L'ultima modifica è del 31 gennaio 2015 alle ore 08:59.

Sette mesi consecutivi di ribasso per il petrolio: una serie negativa così lunga che da quando esistono i futures sul Brent, ossia dal 1988, non si era mai verificata, neppure ai tempi della recessione globale. Ma il mercato sta cercando di voltare pagina. Ieri la seduta è stata positiva, anzi molto positiva. Le quotazioni del barile sono rimbalzate con un vigore che non si vedeva da due anni e mezzo, chiudendo in rialzo del 7,9% nel caso del riferimento europeo, tornato a quota 52,99 dollari al barile, e adell’8,3% nel caso del Wti, attestatosi a 48,24 $.
L’intonazione era buona fin dalle prime battute, secondo alcuni analisti per via del riesplodere di violenti combattimenti in Iraq, proprio vicino al centro petrolifero di Kirkuk. Su mercati che ormai da molto tempo voltano le spalle alle tensioni geopolitiche, è però probabile che l’influenza rialzista arrivasse soprattutto dai forti tagli agli investimenti annunciati in questi giorni dalle compagnie petrolifere. Tant’è che a mettere le ali ai prezzi sul finale è stato il conteggio delle trivelle negli Usa: la statistica del venerdì sera di Backer Hughes, un tempo guardata con distrazione anche dagli addetti ai lavori, ma oggi attesa con ansia come l’oracolo di Delfi.

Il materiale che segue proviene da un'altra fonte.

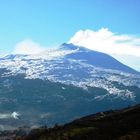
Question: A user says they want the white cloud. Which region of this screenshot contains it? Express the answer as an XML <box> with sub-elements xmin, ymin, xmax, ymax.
<box><xmin>13</xmin><ymin>39</ymin><xmax>45</xmax><ymax>54</ymax></box>
<box><xmin>68</xmin><ymin>28</ymin><xmax>140</xmax><ymax>71</ymax></box>
<box><xmin>68</xmin><ymin>28</ymin><xmax>140</xmax><ymax>57</ymax></box>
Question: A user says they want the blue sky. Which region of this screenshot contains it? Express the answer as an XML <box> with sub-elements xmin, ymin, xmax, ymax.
<box><xmin>0</xmin><ymin>0</ymin><xmax>140</xmax><ymax>51</ymax></box>
<box><xmin>0</xmin><ymin>0</ymin><xmax>140</xmax><ymax>70</ymax></box>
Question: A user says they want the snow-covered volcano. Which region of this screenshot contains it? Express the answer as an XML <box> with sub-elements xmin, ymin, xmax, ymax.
<box><xmin>0</xmin><ymin>44</ymin><xmax>140</xmax><ymax>130</ymax></box>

Ebbene, questa settimana negli Usa si sono fermati altri 94 impianti di perforazione, ossia il 7%, il calo più marcato dal 1987. Rispetto al picco di ottobre le trivelle attive si sono ridotte del 24%, a 1.223, il minimo da tre anni. Comunque lo si guardi, il rapporto di Backer Hughes mostra segnali rialzisti. Il maggior numero di fermate, ben 58, c’è stato in Texas e di queste 25 erano in una delle aree a maggior crescita per lo shale oil, il bacino di Permian. Le trivelle orizzontali, quelle più usate nel fracking, sono diminuite di 61 unità, un calo che non si verificava come minimo dal 1991: in pratica mai visto nell’era dello shale.
Una rapida occhiata a queste cifre è bastata per innescare una raffica di ricoperture da parte degli hedge funds, che al Nymex hanno in mano il maggior numero di posizioni corte (alla vendita) da 4 anni. Tanto più che il petrolio sembrava già cercare un pavimento, come si dice in gergo finanziario, mantendendosi da un paio di settimane relativamente stabile intorno a 45-50 dollari. Ieri inoltre era venerdì 30 gennaio, ultimo giorno della settimana e del mese.
In realtà è davvero troppo presto per dichiarare conclusa la fase ribassista ed è ben possibile che la volatilità si riaffacci . Anche perché la produzione petrolifera per ora continua a correre: gli Usa sono arrivati ad estrarre 9,2 milioni di barili al giorno, il massimo almeno dal 1983, mentre stime Bloomberg indicano che l’Opec in gennaio ha accresciuto l’output a 30,9 mbg dai 30,4 mbg di dicembre.